Web TV www.labourseetlavie.com : Alors, il y en a même qui sont plus pessimistes que ça et qui disent : finalement, elle a tellement attendu qu’elle ne pourra pas remonter ses taux dans les prochaines années.

David Kalfon – Président Amaïka AM : Alors, c’est le risque. Maintenant, je pense qu’on n’en est pas encore là. En fait, je crois qu’on est à un moment donné où on n’a jamais eu une déconnexion aussi forte entre le marché et la macro-économie. C’est-à-dire que si on en croit le marché, ce qui est pricé, c’est une récession et c’est une récession assez forte et c’est une récession demain. Quand on regarde les chiffres macro-économiques, on ne voit rien du tout de cela. Aux États-Unis, ok, on a eu un chiffre de l’emploi qui était un petit peu plus faible, mais globalement le marché de l’emploi reste extrêmement solide, le consommateur très vigoureux, il y a la consommation, on est sur un rythme de croissance à 2 % et 2 %, il n’y a pas de drame. Et quand on regarde le marché, là c’est une déconnexion totale. Tout le monde se comporte comme si la récession était là et la récession au niveau mondial. Donc, on va voir comment ça se résout. J’ai toujours tendance à faire un peu plus confiance à la macro-économie et aux fondamentaux qu’aux mouvements erratiques des fois des marchés. Ce qui est clair, c’est qu’on ne peut pas exclure à l’heure actuelle un scénario qui serait le scénario de la course aux indices. C’est-à-dire où on voit que finalement il n’y a pas de Brexit, que finalement il n’y a pas de récession non plus, que la FED est en mesure de monter les taux et on aurait ce qu’on n’a pas eu depuis très longtemps, un été qui serait très chahuté, mais à l’inverse. C’est-à-dire parce que le marché monte et parce que les investisseurs courent après. Pour le moment, ce n’est pas un scénario central, mais c’est un scénario qu’on ne peut pas totalement exclure.

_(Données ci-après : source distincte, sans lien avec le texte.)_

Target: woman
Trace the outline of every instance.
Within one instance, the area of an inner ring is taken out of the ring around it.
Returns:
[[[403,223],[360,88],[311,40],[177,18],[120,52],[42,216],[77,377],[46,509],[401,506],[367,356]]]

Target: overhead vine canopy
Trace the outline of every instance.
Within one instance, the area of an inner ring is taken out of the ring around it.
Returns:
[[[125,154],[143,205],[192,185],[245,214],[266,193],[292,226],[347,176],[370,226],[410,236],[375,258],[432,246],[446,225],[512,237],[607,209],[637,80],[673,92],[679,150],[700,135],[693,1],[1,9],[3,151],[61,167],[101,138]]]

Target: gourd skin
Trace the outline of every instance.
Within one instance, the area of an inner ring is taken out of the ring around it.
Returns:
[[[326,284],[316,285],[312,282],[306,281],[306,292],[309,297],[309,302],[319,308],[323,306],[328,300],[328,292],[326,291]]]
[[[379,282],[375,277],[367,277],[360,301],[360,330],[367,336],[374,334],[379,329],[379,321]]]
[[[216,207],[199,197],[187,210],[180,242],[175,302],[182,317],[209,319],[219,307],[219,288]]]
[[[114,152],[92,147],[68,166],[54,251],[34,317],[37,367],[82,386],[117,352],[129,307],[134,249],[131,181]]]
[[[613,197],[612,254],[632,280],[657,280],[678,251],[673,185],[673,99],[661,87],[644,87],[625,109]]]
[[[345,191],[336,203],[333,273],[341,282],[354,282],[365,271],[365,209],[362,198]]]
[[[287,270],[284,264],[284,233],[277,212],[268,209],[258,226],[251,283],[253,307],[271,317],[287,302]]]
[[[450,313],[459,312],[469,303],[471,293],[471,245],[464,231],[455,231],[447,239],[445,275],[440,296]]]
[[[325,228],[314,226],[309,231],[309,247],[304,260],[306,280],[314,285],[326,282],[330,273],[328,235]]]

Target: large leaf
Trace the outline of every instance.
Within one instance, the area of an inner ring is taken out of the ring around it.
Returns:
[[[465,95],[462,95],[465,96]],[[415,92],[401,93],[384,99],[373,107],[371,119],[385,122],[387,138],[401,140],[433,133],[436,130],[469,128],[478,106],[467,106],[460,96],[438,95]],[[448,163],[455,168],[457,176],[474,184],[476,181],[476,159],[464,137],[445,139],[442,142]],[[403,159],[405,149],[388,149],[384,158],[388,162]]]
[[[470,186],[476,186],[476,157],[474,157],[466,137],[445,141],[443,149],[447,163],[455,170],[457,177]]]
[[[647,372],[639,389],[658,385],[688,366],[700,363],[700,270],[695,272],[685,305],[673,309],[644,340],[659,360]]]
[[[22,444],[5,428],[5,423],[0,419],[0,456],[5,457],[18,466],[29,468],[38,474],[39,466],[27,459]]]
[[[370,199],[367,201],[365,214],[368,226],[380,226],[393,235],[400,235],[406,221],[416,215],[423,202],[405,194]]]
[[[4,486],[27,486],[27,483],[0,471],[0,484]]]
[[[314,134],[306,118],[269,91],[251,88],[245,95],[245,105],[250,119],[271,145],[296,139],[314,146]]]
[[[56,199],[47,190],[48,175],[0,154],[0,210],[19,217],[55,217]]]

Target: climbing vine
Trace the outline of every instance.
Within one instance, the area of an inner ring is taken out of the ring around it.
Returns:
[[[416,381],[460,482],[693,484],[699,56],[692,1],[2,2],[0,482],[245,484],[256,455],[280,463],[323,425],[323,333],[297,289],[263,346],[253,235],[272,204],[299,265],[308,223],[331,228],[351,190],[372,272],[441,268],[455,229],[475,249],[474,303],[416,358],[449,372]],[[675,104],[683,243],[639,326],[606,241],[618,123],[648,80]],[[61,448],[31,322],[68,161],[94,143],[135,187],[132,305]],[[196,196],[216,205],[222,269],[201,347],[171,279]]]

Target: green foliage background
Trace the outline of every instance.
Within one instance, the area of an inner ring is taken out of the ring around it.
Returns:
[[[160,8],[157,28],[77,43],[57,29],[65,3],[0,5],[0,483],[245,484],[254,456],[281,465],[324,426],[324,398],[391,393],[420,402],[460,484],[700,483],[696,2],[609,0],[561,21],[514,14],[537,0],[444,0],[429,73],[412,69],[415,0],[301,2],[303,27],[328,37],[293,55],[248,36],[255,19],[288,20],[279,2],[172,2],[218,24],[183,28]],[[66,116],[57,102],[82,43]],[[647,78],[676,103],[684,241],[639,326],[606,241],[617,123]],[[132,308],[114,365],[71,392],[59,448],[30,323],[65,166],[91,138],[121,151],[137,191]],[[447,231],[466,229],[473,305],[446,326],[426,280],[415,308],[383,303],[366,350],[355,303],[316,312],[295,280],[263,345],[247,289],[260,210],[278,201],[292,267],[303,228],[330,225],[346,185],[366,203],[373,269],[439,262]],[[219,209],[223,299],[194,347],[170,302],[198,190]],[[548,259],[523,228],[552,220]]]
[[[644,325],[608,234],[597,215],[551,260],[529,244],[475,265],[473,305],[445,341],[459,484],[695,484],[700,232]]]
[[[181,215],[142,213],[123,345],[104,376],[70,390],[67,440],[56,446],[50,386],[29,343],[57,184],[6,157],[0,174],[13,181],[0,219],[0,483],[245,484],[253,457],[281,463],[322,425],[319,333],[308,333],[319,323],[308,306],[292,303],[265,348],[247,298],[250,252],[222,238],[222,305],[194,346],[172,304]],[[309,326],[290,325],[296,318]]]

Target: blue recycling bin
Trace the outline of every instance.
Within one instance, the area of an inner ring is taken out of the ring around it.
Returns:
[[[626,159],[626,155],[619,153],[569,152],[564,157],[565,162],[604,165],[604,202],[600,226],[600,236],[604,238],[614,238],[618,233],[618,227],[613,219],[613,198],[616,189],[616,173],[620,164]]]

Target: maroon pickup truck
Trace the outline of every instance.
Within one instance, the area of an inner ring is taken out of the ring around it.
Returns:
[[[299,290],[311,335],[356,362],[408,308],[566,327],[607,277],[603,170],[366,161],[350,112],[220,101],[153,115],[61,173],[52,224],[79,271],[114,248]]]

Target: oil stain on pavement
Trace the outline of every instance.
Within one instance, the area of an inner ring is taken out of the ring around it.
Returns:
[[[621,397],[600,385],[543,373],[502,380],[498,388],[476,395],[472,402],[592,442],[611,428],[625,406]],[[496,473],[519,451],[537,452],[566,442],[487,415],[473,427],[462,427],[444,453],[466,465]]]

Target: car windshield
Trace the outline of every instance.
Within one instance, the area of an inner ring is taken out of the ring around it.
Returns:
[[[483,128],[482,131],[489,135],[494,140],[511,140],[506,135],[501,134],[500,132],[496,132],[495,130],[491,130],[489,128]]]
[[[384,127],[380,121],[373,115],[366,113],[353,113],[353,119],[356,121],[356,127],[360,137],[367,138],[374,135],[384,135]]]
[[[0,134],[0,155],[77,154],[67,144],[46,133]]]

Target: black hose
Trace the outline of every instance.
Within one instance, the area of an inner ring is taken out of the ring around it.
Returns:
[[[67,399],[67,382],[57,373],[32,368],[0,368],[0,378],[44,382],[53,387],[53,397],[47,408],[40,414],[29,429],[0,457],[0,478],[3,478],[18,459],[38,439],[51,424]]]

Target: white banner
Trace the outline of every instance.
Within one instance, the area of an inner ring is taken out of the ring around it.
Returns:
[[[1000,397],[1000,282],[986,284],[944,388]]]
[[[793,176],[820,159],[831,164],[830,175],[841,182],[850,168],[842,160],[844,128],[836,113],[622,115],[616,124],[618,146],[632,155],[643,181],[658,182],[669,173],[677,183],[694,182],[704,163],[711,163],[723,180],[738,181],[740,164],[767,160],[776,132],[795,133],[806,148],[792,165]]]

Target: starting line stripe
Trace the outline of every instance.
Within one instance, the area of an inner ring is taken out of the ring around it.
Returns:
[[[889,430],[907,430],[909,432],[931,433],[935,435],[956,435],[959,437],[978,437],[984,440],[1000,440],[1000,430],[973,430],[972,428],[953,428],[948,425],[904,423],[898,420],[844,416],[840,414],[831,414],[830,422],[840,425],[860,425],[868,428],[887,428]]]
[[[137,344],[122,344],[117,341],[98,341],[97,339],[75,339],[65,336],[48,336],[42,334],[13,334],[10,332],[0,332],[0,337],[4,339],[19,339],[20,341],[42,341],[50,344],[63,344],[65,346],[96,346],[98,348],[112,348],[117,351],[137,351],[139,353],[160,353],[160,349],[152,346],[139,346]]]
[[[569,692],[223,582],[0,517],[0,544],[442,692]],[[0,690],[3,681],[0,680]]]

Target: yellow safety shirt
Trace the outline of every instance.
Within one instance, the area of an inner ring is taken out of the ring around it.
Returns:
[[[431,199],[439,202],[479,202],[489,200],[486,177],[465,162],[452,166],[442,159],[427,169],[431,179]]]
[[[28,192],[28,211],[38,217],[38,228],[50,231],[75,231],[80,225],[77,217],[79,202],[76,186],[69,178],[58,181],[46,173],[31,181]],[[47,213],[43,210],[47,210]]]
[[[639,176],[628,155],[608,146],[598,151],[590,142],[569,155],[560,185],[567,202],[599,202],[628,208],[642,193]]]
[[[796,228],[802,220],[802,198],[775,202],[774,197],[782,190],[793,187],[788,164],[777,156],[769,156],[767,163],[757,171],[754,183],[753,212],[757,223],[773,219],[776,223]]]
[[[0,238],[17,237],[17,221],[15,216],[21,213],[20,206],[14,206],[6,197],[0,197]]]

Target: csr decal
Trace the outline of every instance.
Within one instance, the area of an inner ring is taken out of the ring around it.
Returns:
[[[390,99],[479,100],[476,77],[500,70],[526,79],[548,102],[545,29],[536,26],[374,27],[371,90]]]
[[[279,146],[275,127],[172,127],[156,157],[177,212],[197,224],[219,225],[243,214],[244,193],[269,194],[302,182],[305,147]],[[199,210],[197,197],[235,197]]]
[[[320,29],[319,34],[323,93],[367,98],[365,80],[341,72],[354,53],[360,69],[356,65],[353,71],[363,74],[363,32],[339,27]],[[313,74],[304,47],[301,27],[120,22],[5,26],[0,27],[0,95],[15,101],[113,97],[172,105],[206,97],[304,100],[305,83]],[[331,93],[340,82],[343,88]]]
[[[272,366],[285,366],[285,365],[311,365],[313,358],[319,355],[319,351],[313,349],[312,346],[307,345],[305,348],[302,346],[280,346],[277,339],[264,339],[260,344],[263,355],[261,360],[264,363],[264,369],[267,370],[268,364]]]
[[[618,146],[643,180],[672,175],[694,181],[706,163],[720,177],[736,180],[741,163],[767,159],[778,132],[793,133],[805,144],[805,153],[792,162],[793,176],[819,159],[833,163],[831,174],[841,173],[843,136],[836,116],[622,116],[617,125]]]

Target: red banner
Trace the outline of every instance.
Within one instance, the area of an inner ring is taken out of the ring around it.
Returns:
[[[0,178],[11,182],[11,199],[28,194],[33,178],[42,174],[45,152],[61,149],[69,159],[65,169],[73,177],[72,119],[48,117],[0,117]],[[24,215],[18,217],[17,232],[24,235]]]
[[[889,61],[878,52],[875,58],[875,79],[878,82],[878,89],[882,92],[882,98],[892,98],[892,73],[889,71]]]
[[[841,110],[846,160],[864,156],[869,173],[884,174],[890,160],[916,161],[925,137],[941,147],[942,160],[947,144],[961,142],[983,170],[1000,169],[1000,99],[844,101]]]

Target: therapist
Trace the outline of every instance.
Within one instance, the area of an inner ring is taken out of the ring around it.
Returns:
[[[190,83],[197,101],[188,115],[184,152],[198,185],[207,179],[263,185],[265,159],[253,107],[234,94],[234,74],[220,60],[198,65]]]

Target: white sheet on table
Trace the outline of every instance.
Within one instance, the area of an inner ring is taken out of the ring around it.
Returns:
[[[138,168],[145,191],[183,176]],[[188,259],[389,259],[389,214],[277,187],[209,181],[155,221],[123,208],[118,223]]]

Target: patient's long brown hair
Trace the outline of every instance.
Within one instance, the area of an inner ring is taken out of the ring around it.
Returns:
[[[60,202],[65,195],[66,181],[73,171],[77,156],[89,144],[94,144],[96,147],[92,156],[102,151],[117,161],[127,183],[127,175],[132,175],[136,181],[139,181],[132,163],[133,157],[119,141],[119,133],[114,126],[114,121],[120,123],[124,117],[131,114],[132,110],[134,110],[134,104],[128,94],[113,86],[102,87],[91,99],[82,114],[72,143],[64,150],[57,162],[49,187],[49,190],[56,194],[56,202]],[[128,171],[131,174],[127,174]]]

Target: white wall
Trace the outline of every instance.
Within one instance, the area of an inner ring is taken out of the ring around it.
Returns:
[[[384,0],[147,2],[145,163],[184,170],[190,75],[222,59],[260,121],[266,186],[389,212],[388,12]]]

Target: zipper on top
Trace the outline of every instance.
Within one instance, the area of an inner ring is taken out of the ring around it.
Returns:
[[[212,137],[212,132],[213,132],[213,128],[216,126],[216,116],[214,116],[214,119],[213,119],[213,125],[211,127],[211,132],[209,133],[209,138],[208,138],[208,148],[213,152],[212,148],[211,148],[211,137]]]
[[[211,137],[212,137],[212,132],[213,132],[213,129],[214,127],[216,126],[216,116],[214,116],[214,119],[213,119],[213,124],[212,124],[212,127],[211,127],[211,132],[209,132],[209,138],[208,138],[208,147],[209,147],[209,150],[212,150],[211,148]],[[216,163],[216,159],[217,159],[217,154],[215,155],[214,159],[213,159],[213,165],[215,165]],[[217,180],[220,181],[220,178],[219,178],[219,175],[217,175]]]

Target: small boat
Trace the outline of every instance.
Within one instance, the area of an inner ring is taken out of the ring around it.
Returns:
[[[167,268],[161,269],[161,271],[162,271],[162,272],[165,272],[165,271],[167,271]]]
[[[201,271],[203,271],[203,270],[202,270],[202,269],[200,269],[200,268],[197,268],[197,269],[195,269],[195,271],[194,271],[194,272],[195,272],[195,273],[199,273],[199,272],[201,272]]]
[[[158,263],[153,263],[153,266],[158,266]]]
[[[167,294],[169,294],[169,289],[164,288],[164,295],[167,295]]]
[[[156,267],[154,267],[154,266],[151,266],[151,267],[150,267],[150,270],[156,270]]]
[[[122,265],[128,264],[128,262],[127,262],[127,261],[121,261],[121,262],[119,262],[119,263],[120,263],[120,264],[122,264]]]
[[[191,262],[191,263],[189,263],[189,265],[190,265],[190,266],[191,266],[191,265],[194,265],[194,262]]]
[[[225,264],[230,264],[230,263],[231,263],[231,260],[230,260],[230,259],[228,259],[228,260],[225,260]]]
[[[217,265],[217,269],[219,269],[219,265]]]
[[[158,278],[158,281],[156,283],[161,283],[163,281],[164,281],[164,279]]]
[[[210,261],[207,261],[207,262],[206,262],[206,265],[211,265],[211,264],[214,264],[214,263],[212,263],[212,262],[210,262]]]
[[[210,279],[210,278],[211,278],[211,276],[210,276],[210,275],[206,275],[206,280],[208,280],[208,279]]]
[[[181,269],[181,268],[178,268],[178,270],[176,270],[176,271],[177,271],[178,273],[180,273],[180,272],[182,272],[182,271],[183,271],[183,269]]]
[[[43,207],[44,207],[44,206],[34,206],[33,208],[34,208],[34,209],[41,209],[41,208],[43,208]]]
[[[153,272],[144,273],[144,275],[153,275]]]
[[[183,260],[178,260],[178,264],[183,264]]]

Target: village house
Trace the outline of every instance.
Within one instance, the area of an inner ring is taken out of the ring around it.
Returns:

Web TV www.labourseetlavie.com : Alors en termes d’allocation d’actifs, de moyens de se protéger de ces aléas qu’on a évoqués ensemble, comment on gère les portefeuilles dans cette période-là ?

David Kalfon – Président Amaïka AM : Les portefeuilles chez Amaïka, nous les avons gérés en mettant des protections, mais ces protections, il faut les mettre quand tout va bien, quand personne ne vous parle de Brexit, quand les prix sont redevenus corrects, quand le coût d’une assurance est devenu gérable. Donc effectivement, on avait acheté des « put » sur l’Euro Stoxx 50, donc de manière très simple. Mais on les avait achetés pendant la phase de hausse du marché, au tout début du mois de juin et à la fin du mois de mai surtout. Donc, c’est ce qu’on a fait. On a continué, on a rollé ces options sur l’échéance de juillet. Donc, on est protégé en cas de risque extrême. Maintenant, on est restés investis dans nos portefeuilles pour justement éviter d’avoir à courir après le marché au cas où finalement tout se passe bien. On dit toujours : « le pire n’est jamais sûr ».

Web TV www.labourseetlavie.com : Eh bien, ce sera le mot de la fin. Merci David Kalfon.

David Kalfon – Président Amaïka AM : Merci.